Despite the increasing consumer appetite for gourmet pet food products, it was not easy to get the business up and running at first. High costs forced Song to shutter the bricks-and-mortar store.

Now, though, the business is flourishing, thanks to its virtual storefront on Alibaba Group Holding Ltd's Its focus is on personalized products designed for special occasions like pet birthdays.

Last year, the online pet food store netted more than 1 million yuan ($152,000) in sales.

"Online shopping is very convenient because we can reach any point in China with air deliveries," said Song. "This year, we will keep improving our online store and we will cooperate with more pet stores so that customers can order our products directly from pet stores' websites."

Customized pet birthday cakes enjoy high demand. Song produces more than 1,000 pieces every month.

Confections made with chicken meat are the most popular on the menu. But pet owners can also choose from a wide variety of ingredients such as beef, duck, vegetables and salmon.

Macaroons, cookies and cupcakes specially made to tickle dogs' tastebuds are also available.

Song expects this year's sales to soar as demand for premium and gourmet pet food products is on the rise.

Paopao exemplifies the two trends that are changing the pet food industry in China: The strong emergence of gourmet products and the increasing popularity of online retailing.

Industry experts said that Chinese consumers are now looking for healthful and pricier treats for their pets, thanks to awareness that pets need food with specific nutritional value.

Dog and cat populations have witnessed steady growth in China in the past five years. And sales of pet food products have almost doubled in the same period.

This year, sales of dog and cat food will likely increase by 10.65 percent to 4.57 billion yuan, according to London-based market research company Euromonitor International.

There is a great potential for further sales growth as experts estimate that 75 percent of pet owners in China still feed tablescraps to their pets.

In fact, Mintel calculated that sales of dog and cat food will grow to 7.1 billion yuan in 2020, thanks to higher disposable incomes.
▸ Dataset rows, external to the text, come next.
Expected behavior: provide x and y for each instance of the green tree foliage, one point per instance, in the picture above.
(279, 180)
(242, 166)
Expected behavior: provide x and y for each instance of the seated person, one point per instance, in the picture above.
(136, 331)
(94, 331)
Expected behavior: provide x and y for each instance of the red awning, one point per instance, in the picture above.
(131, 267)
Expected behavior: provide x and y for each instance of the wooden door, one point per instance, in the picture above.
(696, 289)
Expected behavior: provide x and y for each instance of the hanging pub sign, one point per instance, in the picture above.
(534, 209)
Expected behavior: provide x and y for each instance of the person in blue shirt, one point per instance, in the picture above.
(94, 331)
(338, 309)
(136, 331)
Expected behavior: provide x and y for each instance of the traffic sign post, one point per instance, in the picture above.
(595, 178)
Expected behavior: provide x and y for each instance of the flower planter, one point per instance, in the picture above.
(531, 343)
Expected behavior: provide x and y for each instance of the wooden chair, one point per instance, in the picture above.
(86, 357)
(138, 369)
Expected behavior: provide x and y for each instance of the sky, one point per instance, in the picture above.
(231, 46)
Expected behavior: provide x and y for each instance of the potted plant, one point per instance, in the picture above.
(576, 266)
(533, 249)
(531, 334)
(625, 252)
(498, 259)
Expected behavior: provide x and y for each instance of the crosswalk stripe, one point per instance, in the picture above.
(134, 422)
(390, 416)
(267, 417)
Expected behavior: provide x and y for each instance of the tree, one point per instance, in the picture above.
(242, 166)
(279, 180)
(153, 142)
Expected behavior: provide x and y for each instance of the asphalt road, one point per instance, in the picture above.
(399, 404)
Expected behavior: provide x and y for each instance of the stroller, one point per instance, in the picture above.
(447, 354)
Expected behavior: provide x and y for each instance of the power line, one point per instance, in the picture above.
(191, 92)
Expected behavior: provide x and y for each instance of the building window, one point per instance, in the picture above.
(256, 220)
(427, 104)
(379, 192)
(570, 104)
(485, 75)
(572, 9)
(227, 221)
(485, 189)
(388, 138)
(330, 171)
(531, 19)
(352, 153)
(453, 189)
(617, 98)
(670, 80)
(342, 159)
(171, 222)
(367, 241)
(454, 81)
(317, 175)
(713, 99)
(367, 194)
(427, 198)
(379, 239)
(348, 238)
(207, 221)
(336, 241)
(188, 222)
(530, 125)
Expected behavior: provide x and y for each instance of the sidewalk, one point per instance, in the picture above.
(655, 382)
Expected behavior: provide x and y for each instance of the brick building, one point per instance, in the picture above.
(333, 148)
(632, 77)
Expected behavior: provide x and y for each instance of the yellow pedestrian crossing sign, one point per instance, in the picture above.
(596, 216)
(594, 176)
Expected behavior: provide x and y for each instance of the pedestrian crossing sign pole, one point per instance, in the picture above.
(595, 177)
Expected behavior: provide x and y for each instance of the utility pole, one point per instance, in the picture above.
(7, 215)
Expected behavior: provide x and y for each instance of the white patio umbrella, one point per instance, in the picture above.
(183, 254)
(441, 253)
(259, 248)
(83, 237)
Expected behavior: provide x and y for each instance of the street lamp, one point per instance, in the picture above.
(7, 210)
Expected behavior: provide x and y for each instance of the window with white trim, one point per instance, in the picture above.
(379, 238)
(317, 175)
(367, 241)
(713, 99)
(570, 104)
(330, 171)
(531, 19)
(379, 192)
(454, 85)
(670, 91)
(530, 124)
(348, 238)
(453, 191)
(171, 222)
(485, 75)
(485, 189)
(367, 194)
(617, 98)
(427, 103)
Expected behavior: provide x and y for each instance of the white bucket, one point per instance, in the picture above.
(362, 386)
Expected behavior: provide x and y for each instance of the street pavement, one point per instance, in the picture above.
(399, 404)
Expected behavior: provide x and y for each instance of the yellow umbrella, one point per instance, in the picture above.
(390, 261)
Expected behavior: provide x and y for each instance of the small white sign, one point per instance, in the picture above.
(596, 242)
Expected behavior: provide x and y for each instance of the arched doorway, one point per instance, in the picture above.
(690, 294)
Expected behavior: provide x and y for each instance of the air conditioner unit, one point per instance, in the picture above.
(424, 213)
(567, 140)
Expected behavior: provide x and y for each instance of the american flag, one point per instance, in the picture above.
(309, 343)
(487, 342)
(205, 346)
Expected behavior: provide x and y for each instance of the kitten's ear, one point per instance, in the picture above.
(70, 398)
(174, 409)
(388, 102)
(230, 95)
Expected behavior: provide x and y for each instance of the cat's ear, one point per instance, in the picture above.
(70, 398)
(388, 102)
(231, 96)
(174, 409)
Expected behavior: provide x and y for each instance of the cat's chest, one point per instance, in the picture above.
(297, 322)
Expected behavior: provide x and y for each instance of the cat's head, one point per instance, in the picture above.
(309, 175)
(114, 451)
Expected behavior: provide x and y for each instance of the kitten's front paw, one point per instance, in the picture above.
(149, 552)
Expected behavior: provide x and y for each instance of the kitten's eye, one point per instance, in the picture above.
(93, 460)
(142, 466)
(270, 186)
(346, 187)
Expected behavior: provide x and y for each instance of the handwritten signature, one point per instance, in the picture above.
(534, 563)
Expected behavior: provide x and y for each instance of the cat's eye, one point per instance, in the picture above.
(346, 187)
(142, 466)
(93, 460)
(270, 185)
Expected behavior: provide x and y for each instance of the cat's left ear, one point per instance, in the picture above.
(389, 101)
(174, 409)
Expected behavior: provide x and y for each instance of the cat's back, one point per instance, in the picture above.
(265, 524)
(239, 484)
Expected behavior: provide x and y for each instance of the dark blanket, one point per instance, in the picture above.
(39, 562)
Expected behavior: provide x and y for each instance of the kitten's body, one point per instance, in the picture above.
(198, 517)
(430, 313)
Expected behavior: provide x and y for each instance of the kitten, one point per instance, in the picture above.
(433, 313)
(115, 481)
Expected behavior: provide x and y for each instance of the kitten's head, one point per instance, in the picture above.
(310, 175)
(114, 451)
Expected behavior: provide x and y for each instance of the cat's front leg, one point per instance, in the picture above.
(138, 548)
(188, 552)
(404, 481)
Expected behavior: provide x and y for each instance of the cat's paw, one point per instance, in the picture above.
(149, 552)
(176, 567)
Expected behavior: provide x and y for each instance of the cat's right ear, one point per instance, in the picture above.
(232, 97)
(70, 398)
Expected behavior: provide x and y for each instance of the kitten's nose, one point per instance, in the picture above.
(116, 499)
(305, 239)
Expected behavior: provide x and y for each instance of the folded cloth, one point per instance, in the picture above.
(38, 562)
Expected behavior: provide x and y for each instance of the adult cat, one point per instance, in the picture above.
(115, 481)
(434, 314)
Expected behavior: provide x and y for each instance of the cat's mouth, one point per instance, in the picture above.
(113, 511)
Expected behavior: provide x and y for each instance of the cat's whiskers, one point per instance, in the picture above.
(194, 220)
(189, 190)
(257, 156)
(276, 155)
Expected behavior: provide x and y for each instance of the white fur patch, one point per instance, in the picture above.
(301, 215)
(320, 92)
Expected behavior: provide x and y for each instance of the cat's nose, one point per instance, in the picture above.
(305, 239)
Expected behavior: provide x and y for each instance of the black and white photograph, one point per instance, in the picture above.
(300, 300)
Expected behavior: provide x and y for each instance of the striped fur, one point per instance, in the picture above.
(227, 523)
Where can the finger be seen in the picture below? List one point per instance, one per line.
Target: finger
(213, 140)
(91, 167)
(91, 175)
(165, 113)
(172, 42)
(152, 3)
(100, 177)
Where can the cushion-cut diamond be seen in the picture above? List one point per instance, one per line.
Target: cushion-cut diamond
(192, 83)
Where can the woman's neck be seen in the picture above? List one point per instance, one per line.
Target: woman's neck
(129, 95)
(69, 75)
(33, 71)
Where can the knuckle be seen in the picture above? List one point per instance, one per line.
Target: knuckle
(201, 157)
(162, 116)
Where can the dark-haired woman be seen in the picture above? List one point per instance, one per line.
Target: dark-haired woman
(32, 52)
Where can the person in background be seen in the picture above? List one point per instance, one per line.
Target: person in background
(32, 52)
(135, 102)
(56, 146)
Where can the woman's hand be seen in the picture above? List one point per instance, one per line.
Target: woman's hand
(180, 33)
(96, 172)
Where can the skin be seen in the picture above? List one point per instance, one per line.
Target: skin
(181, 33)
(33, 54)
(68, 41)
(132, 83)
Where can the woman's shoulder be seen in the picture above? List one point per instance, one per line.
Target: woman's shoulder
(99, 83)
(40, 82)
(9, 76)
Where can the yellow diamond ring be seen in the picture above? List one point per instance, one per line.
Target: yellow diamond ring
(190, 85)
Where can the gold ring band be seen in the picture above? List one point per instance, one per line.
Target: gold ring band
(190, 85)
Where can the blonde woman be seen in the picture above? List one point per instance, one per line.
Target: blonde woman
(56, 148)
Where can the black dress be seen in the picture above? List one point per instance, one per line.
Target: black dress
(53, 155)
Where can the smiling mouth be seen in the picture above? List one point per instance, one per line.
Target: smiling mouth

Swiss food giant Nestle SA, owner of six pet food brands in China, including Dog Chow, Friskies, Cat Chow and Fancy Feast, notes pet food is a promising market in the country with an annual growth rate of 25 percent.

It plans to expand its distribution networks to reach smaller cities, and launch more wet food products to meet the demand for premium food.

"There is a huge opportunity to further explore the non-dry business in China. This includes wet food and treats," said Nancy He, a spokesperson for Nestle. "Although its scale is still relatively small, the growth is expected to be very fast."

US-based Mars Inc, renowned for its confectionery, owns several pet food brands including Pedigree and Whiskas. Mars, which is now the leading pet food producer in China, recently entered the premium market with several brands such as Eukanuba, Sheba and Cesar.

"We started manufacturing Eukanuba locally in China last year," said Carrie Fang, a spokesperson for Mars Petcare. "We are looking forward to providing the pet owners in China with multiple choices by introducing our diversified premium pet food brands."

Li Fangning, a young professional living in Beijing, spends 600 yuan a month on average to buy nutrition and other pet care products for her Simba, a two-year-old Bichon Frise, a dog breed known for its curly spongy hair and small built.

Li feeds Simba a combination of homemade pet food and imported premium pet food products, low in additives.

"I think Simba has better food than I do," Li joked, adding her pooch's health is her priority.

Li notes premium products currently available in the market are still not adequate. Which is why she cooks special meals for Simba.